Pemerintah RI tentu punya 2 pilihan menghadapi adanya 28 blok migas yang akan habis kontrak :


  1. Tidak perpanjang dan harus segera siapkan kontraktor migas baru yang siap produksi penuhi kebutuhan BBM dalam negeri.
  2. Perpanjang dan memberikan kontrak blok tambahan kepada kontraktor yang ada agar produksi terpenuhi.

Pemegang konsesi 28 blok migas dimana lebih dari 20 blok migas itu adalah asing, tentu berharap perpanjangan kontrak. Wajar apabila para kontraktor di 28 blok migas itu sengaja menurunkan produksinya. Penurunan produksi migas yang disengaja, akan mendesak pemerintah perpanjang kontrak. Faktanya, penurunan produksi migas hanya memiliki 2 solusi :


  1. Penurunan produksi diselesaikan dengan tingkatkan impor.
  2. Penurunan produksi diselesaikan dengan perpanjang kontrak migas yang ada dan berikan blok baru kepada kontraktor yang sudah ada.

Para kontraktor di 28 blok migas yang akan habis kontrak tentu akan menyukai opsi kedua. Wajar jika kemudian asing-asing ini sengaja menurunkan produksi migas dan menyerang importir. Karena sasaran asing-asing ini adalah memperpanjang kontrak.

Kira-kira begini alurnya :


  1. Pada 2015 – 2021 ada 28 blok migas habis kontrak.
  2. Para kontraktor turunkan produksi untuk tekan pemerintah soal perpanjangan kontrak dan dapatkan blok tambahan.
  3. Solusi jangka pendek pemerintah hadapi penurunan produksi dengan tingkatkan impor.
  4. Importir diserang isu mafia migas agar pemerintah tidak fokus impor, tapi perpanjang kontrak dan pemberian blok tambahan.

Pertanyaannya kemudian, kenapa Jokowi – JK menyalahkan importir migas terkait penurunan produksi migas? Apakah ada yang disembunyikan terkait 28 blok migas yang akan habis kontrak?

Lalu solusi yang ditawarkan Jokowi – JK terkait isu Mafia Migas adalah Pembubaran Petral dan Cabut Subsidi BBM.

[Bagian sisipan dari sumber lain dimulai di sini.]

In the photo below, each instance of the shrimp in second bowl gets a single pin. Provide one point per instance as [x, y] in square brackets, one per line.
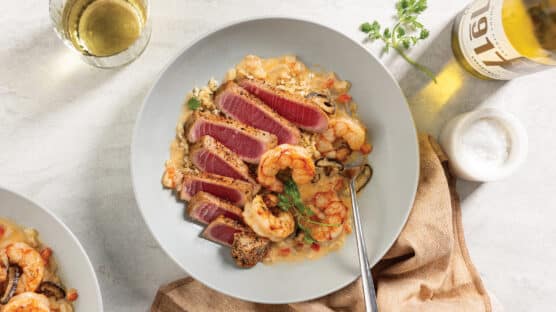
[31, 264]
[28, 302]
[260, 218]
[341, 129]
[282, 157]
[331, 214]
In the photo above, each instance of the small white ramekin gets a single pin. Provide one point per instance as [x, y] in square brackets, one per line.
[450, 139]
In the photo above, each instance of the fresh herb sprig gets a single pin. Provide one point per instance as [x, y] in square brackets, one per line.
[193, 103]
[290, 200]
[407, 32]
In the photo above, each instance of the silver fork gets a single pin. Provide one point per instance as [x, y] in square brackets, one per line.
[366, 277]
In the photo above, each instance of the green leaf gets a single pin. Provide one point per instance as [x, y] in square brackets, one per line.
[405, 43]
[407, 31]
[193, 103]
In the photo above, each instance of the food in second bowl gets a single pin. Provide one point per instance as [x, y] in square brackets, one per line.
[28, 273]
[260, 160]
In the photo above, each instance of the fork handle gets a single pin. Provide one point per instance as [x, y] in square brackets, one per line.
[366, 277]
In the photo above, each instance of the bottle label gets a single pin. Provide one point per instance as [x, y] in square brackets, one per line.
[484, 43]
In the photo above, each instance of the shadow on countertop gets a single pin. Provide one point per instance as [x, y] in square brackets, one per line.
[455, 92]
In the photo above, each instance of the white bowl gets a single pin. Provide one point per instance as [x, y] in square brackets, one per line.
[74, 267]
[385, 203]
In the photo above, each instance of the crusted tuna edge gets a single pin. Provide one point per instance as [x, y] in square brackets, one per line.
[245, 188]
[270, 139]
[231, 86]
[228, 156]
[202, 198]
[221, 220]
[290, 96]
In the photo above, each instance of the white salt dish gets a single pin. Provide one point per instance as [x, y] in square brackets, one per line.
[487, 144]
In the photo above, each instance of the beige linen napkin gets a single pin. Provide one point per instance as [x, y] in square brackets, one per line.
[427, 269]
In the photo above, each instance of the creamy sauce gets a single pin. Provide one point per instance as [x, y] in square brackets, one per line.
[14, 233]
[286, 73]
[293, 248]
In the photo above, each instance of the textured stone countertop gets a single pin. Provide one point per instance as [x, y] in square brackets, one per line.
[65, 131]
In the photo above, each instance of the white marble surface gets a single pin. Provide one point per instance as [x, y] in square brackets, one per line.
[65, 130]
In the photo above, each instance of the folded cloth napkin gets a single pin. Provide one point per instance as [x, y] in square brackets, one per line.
[427, 269]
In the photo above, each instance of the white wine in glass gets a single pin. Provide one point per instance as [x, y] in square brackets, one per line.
[107, 33]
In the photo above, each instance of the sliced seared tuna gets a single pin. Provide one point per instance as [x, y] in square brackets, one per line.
[239, 104]
[248, 249]
[204, 207]
[212, 156]
[235, 191]
[295, 108]
[221, 230]
[247, 142]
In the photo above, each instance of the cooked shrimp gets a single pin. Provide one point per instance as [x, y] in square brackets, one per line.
[4, 265]
[331, 212]
[341, 128]
[28, 302]
[281, 157]
[31, 264]
[275, 227]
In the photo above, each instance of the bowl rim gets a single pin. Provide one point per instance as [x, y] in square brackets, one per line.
[70, 234]
[219, 28]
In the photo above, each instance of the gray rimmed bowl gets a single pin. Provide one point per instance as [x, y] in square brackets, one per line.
[385, 202]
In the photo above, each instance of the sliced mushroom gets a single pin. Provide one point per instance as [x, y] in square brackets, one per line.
[329, 165]
[316, 178]
[322, 101]
[363, 177]
[51, 289]
[13, 278]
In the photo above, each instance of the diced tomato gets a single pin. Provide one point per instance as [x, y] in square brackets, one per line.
[285, 251]
[329, 83]
[72, 295]
[315, 247]
[344, 98]
[46, 254]
[366, 148]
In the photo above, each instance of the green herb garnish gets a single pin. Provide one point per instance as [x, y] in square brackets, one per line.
[404, 34]
[193, 103]
[290, 200]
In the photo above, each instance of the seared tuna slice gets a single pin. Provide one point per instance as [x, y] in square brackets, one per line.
[212, 156]
[295, 108]
[221, 230]
[247, 142]
[248, 249]
[235, 191]
[239, 104]
[204, 207]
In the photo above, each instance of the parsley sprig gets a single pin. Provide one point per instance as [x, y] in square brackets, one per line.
[193, 103]
[290, 200]
[407, 32]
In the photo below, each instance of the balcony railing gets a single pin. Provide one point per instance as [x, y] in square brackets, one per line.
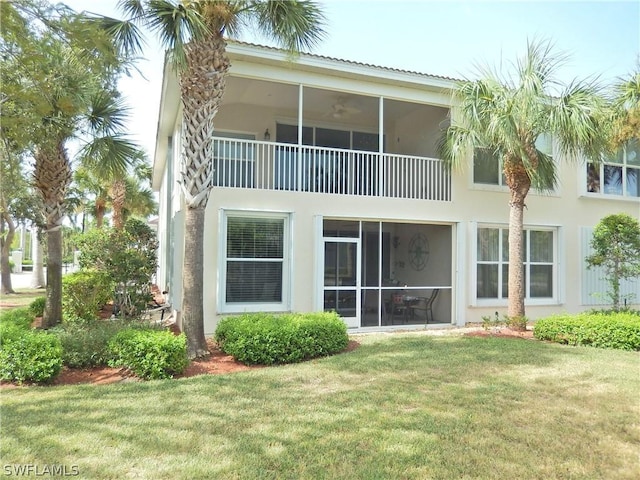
[283, 166]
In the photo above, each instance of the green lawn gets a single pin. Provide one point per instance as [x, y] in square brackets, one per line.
[22, 298]
[399, 407]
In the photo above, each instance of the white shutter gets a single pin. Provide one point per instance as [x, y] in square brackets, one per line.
[594, 283]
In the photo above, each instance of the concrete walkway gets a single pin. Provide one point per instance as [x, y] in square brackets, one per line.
[21, 280]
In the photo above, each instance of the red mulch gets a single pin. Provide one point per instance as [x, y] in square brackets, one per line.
[216, 363]
[503, 332]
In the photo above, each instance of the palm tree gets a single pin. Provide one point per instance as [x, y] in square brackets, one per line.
[627, 113]
[61, 71]
[506, 114]
[194, 34]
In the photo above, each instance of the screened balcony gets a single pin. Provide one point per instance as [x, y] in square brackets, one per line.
[270, 165]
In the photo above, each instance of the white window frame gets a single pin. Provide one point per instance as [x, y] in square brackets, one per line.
[624, 166]
[285, 304]
[529, 301]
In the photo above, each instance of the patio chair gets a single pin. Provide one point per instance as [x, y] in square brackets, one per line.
[426, 305]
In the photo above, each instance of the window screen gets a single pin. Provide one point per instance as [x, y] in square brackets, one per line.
[254, 260]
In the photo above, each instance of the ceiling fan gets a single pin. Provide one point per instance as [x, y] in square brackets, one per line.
[342, 108]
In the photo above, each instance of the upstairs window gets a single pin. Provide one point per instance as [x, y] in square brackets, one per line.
[487, 167]
[618, 175]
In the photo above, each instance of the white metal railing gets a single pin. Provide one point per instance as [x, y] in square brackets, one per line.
[283, 166]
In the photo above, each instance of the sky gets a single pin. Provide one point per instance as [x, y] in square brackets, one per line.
[448, 38]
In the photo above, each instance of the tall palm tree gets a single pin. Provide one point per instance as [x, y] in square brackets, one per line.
[507, 114]
[63, 64]
[627, 112]
[194, 34]
[111, 165]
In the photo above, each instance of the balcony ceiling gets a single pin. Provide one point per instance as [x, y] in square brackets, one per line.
[317, 102]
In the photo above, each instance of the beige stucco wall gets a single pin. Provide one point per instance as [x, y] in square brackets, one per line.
[568, 210]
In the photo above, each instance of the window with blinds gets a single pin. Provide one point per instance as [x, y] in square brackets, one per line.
[492, 263]
[255, 260]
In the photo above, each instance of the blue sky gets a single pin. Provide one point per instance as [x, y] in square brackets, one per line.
[448, 38]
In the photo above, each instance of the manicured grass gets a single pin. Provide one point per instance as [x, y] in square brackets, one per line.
[22, 298]
[400, 406]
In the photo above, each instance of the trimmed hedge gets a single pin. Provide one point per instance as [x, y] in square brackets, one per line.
[620, 330]
[268, 339]
[33, 356]
[150, 354]
[14, 323]
[37, 306]
[83, 295]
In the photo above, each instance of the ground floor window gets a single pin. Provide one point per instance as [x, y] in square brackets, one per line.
[378, 274]
[255, 258]
[492, 265]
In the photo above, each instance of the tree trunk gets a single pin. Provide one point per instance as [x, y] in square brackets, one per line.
[53, 306]
[37, 276]
[519, 184]
[100, 209]
[5, 251]
[202, 85]
[192, 298]
[118, 196]
[516, 267]
[52, 176]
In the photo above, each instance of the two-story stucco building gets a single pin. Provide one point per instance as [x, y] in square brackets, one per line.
[328, 194]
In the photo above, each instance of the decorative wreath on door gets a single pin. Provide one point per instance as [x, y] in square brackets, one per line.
[418, 252]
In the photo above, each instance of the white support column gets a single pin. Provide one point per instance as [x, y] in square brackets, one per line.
[299, 155]
[380, 146]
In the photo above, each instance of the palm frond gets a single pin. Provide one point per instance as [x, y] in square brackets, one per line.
[456, 145]
[108, 113]
[175, 25]
[109, 156]
[578, 118]
[295, 25]
[125, 35]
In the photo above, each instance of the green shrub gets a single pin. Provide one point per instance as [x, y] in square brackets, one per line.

Solusi : Pembubaran Petral

Seperti telah dipaparkan di atas, Petral adalah pelaksana tender tunggal impor migas. Monopoli perlu dilakukan agar terjadi keselarasan dengan penetapan harga dan subsidi BBM di APBN. Lagipula, impor BBM / minyak 1 pintu justru lebih efektif dan efisien guna mencegah kelakuan importir nakal ala Ari Soemarno dan skandal Zatapi.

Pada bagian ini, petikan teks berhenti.